Wirkliche SD läßt sich im Simulator nicht erzeugen, es wurden aber
einige ineinander aufbauende Übungen als Eskalationsleiter absolviert um
sich diesem Thema zu nähern, u.a. wurden mehrere STEEP TURNS geflogen,
das sind Vollkreise mit Bank 45° in beiden Richtungen.

Ziel dieses Übungsabschnitts war: Beim Erkennen von solchen Situationen
muß der „Pilot not flying“ den Mut haben sofort die Kontrolle mit „My
Controll“ und der Sperrung des Side-Sticks des Kollegen den Flieger zu
übernehmen.

Es gibt diverse Interpersonelle, Procedurale und techische Abwehrstrategien um eine SD möglichst auszuschließen.

Siehe hierzu auch: http://www.dr-traut.de/html/disorientierung.html

In der Pause war ich dran: Take off Hannover 27R , Platzrunde, Landung
wieder auf 27R. Zu meinem Leidwesen schaute die Crew schaute dabei zu,
natürlich mit Bemerkungen wie „jetzt erwarten wir aber eine saubere
Landung“.

So ein Flug im Fullsim ist wirklich immer wieder beeindruckend vor allem
weil durch die Full-Motion auch die Bewegungen wie beim echten Flug zu
spüren sind. Es war mein 4. Fullsimflug, allerdings der erste auf
Airbus. Ich flog nach Flightdirektor und nach der Gewöhnung an den Stick
( spezielle Airbus- Philosophie) klappte es ganz gut, die Landung war
allerdings ziemlich ruppig, das Flaren ist doch ziemlich wichtig und
fiel der Anspannung zum Opfer. Es kommt alles so schnell hintereinander
auf einen zu: Throttle auf Idle, flaren, mit dem Rudder die Linie
halten und gleichzeitig mit den Fußspitzen bremsen, Reverser Off.
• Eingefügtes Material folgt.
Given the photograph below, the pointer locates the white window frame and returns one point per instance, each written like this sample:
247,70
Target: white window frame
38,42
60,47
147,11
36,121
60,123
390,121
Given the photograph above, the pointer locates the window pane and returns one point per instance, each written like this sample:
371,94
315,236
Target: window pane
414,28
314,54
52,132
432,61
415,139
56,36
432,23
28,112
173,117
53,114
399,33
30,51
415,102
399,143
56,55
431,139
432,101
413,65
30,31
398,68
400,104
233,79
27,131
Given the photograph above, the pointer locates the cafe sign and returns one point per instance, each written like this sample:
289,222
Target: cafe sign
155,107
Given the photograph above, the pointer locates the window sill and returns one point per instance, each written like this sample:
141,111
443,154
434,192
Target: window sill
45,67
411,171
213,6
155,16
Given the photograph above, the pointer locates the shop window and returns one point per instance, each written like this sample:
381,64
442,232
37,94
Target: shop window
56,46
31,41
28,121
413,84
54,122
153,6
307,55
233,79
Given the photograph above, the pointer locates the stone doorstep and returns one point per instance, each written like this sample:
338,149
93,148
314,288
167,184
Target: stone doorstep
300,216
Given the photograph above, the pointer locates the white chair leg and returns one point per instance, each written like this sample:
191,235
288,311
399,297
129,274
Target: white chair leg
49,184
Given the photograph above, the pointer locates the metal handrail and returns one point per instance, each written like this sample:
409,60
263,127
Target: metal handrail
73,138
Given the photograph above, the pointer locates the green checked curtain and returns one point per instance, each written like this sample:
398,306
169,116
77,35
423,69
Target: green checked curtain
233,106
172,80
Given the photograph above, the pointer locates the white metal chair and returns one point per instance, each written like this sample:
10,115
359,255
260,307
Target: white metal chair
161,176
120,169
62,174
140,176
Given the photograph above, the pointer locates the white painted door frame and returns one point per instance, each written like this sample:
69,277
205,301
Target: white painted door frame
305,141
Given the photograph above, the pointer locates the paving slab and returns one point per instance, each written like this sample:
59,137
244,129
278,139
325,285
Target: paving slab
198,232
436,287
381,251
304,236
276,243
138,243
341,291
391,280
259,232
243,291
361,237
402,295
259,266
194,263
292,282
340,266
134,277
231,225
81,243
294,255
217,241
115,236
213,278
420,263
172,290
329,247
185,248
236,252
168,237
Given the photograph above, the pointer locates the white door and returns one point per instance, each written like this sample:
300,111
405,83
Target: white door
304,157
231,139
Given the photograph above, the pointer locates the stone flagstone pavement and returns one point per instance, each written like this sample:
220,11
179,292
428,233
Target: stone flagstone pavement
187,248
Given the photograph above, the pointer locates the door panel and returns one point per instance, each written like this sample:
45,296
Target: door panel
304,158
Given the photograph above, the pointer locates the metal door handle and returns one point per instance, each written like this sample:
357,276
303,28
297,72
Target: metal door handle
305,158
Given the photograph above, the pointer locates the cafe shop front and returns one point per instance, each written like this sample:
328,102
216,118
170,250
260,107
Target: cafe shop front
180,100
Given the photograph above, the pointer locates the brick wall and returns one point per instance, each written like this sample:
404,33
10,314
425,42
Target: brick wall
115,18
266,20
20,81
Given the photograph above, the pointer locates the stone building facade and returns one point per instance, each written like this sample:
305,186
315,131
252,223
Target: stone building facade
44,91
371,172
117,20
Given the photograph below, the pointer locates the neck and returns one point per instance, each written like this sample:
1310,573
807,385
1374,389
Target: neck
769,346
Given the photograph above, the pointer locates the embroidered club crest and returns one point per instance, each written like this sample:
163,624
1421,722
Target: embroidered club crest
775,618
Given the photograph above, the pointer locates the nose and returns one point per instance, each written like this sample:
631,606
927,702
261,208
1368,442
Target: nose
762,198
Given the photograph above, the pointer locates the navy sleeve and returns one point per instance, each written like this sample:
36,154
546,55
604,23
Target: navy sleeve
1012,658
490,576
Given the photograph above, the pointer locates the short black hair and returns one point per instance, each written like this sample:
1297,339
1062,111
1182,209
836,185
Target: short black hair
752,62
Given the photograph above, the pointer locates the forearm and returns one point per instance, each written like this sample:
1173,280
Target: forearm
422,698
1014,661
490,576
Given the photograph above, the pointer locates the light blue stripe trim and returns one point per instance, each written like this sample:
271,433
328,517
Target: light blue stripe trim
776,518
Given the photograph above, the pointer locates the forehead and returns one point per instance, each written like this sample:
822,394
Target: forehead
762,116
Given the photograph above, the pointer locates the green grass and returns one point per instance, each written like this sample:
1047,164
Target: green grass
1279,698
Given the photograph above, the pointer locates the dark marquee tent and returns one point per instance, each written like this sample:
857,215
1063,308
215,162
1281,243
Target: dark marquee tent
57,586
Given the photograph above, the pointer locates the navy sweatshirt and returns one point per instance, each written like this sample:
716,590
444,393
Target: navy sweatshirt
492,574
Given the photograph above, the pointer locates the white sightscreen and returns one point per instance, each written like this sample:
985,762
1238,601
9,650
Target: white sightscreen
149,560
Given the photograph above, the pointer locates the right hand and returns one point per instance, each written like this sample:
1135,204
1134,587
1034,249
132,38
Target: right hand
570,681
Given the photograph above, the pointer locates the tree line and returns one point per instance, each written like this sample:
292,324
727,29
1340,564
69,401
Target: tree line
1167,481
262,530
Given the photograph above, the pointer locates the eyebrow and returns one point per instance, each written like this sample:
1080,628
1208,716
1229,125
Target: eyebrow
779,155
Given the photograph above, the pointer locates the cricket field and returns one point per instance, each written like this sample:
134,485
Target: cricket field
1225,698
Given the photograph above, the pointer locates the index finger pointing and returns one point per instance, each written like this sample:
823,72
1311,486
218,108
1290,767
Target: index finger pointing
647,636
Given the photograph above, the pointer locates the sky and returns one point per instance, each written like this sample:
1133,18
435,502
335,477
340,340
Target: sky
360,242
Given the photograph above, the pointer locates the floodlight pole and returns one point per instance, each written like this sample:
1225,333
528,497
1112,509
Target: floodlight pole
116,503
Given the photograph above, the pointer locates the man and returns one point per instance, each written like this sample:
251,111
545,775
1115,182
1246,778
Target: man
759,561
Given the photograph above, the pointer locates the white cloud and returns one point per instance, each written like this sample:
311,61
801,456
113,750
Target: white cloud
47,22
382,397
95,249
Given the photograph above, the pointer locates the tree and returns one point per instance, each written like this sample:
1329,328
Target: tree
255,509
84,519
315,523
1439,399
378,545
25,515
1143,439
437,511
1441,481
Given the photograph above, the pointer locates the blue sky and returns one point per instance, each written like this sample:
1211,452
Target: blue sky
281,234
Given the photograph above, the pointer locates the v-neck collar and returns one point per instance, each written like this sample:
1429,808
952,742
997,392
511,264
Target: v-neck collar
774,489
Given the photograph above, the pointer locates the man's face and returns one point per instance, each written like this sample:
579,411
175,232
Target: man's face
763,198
Der Simulator-Aufenthalt war wieder ein tolles Erlebnis weil ständig
etwas passiert was nicht normal ist und man gespannt ist wie die Crew
mit diesen Herausforderungen fertig wird. Ich saß hinter der Crew direkt
neben dem Check-Kapitän und er informierte mich immer leise welche
Herausforderung er als nächstes über seine beiden touch-screen-Monitore
einspielen würde. Im Simulator sitzt man angeschnallt weil es natürlich
richtig schaukelt wenn Windshears und Turbulenzen eingegeben werden.

Es ist sehr beruhigend, dass die Airlines durch solche REFRESHER den
Ausbildungsstand ihrer Crews qualitativ hoch und immer auf dem neuesten
Stand halten.

Gruß
Rolf

Dieser Beitrag wurde bereits 6 mal editiert, zuletzt von »Rolf« (20. Dezember 2014, 10:41)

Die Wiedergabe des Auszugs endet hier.